In his small, cramped room in a two-room apartment located in the crowded lanes of Delhi's Batla House, lies a heap of old, dust-laden books and loose sheets. The pages contain Asrar Jamayee's poetry, which sadly has no takers anymore.
It's not like they lie in oblivion. Publishers do come every now and then showing interest, but they take away the pages and never return or contact again.
But this is the least of the problems of the 80-year-old poet. In 2013, he was declared dead in municipal records which abruptly put a stop to his government pension of Rs 1500. Since then, he has been running from pillar to post to get the authorities acknowledge his existence.
"I went to the bank several times. They told me I am not alive in government records and they can do little about it," Jamayee told ScoopWhoop News. "I felt terribly helpless."

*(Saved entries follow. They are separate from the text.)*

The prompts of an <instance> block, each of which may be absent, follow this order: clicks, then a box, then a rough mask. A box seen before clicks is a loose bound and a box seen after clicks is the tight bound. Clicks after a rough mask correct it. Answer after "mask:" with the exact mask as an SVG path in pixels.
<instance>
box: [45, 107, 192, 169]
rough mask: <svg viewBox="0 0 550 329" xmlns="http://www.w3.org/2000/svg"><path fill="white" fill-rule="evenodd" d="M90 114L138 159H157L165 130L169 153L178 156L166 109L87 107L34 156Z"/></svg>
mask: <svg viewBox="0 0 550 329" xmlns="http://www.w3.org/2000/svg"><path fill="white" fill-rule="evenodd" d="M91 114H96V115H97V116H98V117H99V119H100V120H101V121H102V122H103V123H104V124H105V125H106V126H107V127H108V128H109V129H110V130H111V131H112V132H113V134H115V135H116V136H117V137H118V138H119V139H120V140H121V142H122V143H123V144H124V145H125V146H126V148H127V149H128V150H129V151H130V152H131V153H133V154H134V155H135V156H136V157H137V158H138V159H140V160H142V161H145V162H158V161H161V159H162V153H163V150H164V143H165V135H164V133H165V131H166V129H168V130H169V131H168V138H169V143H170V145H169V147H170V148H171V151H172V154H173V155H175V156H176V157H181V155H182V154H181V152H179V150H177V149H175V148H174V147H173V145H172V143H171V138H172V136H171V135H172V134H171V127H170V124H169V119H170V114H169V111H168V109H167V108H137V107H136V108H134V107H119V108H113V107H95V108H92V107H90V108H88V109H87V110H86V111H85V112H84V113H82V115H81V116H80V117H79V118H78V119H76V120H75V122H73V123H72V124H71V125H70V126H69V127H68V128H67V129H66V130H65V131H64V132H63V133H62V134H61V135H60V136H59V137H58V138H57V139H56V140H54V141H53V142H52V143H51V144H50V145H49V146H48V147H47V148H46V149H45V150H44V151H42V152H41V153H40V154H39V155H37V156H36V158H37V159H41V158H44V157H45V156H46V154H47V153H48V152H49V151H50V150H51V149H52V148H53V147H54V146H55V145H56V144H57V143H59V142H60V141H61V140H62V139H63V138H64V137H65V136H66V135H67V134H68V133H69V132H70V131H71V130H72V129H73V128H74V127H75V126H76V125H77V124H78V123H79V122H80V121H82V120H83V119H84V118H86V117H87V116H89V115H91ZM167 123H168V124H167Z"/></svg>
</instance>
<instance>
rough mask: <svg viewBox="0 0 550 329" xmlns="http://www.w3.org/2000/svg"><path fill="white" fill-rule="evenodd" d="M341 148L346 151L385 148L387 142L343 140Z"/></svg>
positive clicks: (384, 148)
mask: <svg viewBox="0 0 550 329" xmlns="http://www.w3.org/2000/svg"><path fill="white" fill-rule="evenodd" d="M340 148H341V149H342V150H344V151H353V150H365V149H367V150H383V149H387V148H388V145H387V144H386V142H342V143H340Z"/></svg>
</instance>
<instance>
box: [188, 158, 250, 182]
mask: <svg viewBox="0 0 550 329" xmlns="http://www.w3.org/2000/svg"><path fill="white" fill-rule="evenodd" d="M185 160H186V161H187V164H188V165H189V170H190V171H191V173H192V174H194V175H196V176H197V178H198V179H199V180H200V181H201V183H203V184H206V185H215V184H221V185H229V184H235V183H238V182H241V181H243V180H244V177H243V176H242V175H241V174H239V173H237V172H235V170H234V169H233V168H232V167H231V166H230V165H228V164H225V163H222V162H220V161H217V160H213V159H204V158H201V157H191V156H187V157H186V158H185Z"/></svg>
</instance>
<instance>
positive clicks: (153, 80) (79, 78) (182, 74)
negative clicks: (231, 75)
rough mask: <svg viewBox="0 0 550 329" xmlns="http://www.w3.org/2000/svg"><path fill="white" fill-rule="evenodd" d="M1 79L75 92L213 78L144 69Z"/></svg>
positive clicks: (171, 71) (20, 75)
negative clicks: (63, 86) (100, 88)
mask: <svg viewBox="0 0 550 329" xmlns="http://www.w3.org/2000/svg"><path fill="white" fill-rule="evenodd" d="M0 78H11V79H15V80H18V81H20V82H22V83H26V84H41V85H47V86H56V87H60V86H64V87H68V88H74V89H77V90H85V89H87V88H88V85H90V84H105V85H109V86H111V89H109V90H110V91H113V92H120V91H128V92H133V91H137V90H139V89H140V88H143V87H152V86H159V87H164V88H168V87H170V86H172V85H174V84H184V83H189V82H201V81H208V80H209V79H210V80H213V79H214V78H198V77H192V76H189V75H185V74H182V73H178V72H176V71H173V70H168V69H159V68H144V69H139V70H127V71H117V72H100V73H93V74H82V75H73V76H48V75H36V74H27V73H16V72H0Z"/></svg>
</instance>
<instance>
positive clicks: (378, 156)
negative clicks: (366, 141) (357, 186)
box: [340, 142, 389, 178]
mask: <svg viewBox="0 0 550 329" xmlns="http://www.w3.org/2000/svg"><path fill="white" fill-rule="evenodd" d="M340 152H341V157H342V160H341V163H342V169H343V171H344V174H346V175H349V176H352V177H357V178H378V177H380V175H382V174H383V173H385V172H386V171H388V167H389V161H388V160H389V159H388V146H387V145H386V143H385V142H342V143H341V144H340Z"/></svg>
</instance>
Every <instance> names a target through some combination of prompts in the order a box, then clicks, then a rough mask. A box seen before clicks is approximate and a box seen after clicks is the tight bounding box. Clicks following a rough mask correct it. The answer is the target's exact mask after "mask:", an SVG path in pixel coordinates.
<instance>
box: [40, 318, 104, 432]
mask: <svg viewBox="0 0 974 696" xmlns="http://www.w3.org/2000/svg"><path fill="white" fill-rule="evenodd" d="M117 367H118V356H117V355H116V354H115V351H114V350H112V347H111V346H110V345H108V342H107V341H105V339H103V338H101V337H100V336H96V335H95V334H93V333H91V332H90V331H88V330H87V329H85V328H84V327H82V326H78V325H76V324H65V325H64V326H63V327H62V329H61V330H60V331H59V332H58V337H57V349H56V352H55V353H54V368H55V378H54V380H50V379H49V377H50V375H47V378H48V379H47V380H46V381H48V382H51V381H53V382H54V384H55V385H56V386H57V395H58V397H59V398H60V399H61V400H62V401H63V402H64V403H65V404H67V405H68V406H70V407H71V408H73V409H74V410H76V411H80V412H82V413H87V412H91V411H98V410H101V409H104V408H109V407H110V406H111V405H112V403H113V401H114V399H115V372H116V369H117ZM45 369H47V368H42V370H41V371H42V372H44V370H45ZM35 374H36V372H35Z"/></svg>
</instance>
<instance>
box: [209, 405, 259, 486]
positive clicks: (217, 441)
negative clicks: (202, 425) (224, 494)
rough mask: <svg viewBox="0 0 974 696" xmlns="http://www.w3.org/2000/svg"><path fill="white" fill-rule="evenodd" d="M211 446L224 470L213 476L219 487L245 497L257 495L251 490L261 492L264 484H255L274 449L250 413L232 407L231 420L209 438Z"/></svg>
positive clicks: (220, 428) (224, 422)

The poet produced his bank passbook. It carried the details of his pension from March 5, 2011, with the last entry noted on April 22, 2013. Since then, he has been knocking doors to establish his existence.
Earlier this month, a media report highlighting his plight made a buzz on social media. Following this, Delhi Social Welfare Minister Rajendra Pal Gautam visited Jamaayee and assured to restart his pension. The minister had refused to confirm whether the poet would also get the arrears.
Jamayee is now hopeful. However, he also recalls a past incident when he approached a local MLA’s office over the issue, but was humiliated in public. "I am old. I don't have the energy to run around anymore. I can't handle being disgraced in public like that," he said.
Jamayee has seen better, much better times. There were days when he got frequent invitation to mushairas. That not only gave him enough money to lead a comfortable life but also fame. "And a lot of respect," he added. But for several years now, he has not received a single invitation.
He says it was on Dr Zakir Hussain's encouragement that he began to recite his poetry at public gatherings while studying in New Delhi’s Jamia Milia Islamia. He says his poetry has been heard and appreciated by Jawaharlal Nehru, Rajiv Gandhi and APJ Abdul Kalam. His satire was once awarded by India's first President, Dr Rajendra Prasad.
Advocate Mushtaq Ahmad, in whose flat Jamayee now stays, told ScoopWhoop News that the poet continues to be passionate about his art and Urdu language. "Though he doesn't get invited to narrate his poems, he makes it a point to go to mushairas where he distributes pamphlets of his poems. He wants people to read and enjoy his work," Ahmad said.
At which point, Jamayee throws in a couplet:
"Asrar apne shehar mei nikla tha ek juloosUrdu ke dushmano ne naara laga diya bade zor shor seUrdu mudabad aur inqalab kaLekin bhool gaye ki inqalab bhi Urdu ka hi lavz hai"
Jamayee has never married. "My father was a zamindar in Bihar and owned huge property and land. But I had a fallout with my family and came to Delhi," Jamayee told ScoopWhoop.
"I never returned. I spent a lifetime in Delhi making a name for myself and succeeded. But today, I am struggling to prove I am alive," he said.